Tips and Tricks for Success:

  • Prep Ahead: Make a big batch on the weekend and store them in the fridge for easy grab-and-go breakfasts during the week.
  • Customize it: Feel free to add different fruits, nuts, seeds, or spices to change the flavor. Try adding a sprinkle of cinnamon for a warm spice kick, or mix in some chopped nuts for added crunch.
  • Adjust the consistency: If the mixture is too thick, add a little more almond milk. If it's too thin, add a bit more oat bran or coconut flour.
  • Get the kids involved: This is a great recipe to make with children. They can help with mixing, rolling the balls, and even choosing their favorite add-ins.

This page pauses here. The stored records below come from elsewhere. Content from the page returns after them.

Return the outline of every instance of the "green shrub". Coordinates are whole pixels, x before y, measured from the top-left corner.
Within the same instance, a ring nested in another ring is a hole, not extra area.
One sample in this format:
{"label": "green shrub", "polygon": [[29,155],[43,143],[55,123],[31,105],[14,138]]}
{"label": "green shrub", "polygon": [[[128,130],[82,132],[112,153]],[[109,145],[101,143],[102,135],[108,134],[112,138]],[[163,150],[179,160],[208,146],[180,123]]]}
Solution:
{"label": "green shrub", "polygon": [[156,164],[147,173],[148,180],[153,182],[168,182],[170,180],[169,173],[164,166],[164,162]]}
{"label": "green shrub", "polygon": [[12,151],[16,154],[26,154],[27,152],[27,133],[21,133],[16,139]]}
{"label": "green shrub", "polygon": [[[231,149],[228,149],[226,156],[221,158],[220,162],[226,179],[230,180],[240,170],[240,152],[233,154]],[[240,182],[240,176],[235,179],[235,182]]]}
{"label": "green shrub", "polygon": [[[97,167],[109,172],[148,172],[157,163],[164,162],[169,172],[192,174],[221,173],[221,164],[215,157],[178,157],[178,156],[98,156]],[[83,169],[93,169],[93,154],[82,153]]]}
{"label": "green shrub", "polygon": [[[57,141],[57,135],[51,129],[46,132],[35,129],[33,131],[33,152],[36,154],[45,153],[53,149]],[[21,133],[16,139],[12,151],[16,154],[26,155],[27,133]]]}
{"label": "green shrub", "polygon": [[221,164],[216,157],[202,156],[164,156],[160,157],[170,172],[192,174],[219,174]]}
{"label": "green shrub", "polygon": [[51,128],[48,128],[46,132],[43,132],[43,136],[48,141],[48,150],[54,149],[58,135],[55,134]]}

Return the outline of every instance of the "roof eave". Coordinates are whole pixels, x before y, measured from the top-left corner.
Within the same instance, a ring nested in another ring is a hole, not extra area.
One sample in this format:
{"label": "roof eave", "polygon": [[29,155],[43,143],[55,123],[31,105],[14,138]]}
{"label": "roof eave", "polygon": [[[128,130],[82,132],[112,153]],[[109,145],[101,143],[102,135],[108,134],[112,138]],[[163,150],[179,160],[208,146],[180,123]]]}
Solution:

These Banana Smoothie Breakfast Bites are more than just a breakfast option; they're a symbol of my commitment to starting each day with a healthy, delicious, and manageable meal. They’re a testament to the fact that healthy eating doesn't have to be complicated or time-consuming. It’s about finding simple solutions that work for your busy lifestyle and taste buds. So ditch the processed breakfast bars and give these bites a try. You won't regret it!

Beyond Breakfast: These versatile little bites aren't just limited to the morning. They make a great afternoon snack to curb cravings and provide a sustained energy boost. They're also a perfect addition to a packed lunch or a healthy dessert option. The possibilities are endless!

The Bottom Line: These Banana Smoothie Breakfast Bites are a winner in my book. They're easy to make, incredibly tasty, and a fantastic source of energy to power through a busy day. Give them a try and let me know what you think!

Step-by-step

    • In a medium mixing bowl, add the oat bran, coconut flour and protein powder and mix well.
    • Add the yogurt, banana and almond butter and mix very well until fully incorporated.
    • Depending on the protein powder you use and coconut flour, mixture could be extremely thick. If so, slowly add the unsweetened almond milk until a batter is formed which is easy to pick up using your hands.
    • Stir through the chocolate chunks/chips and form into bite-sized balls.
    • Consume immediately or refrigerate for 30 minutes to firm up.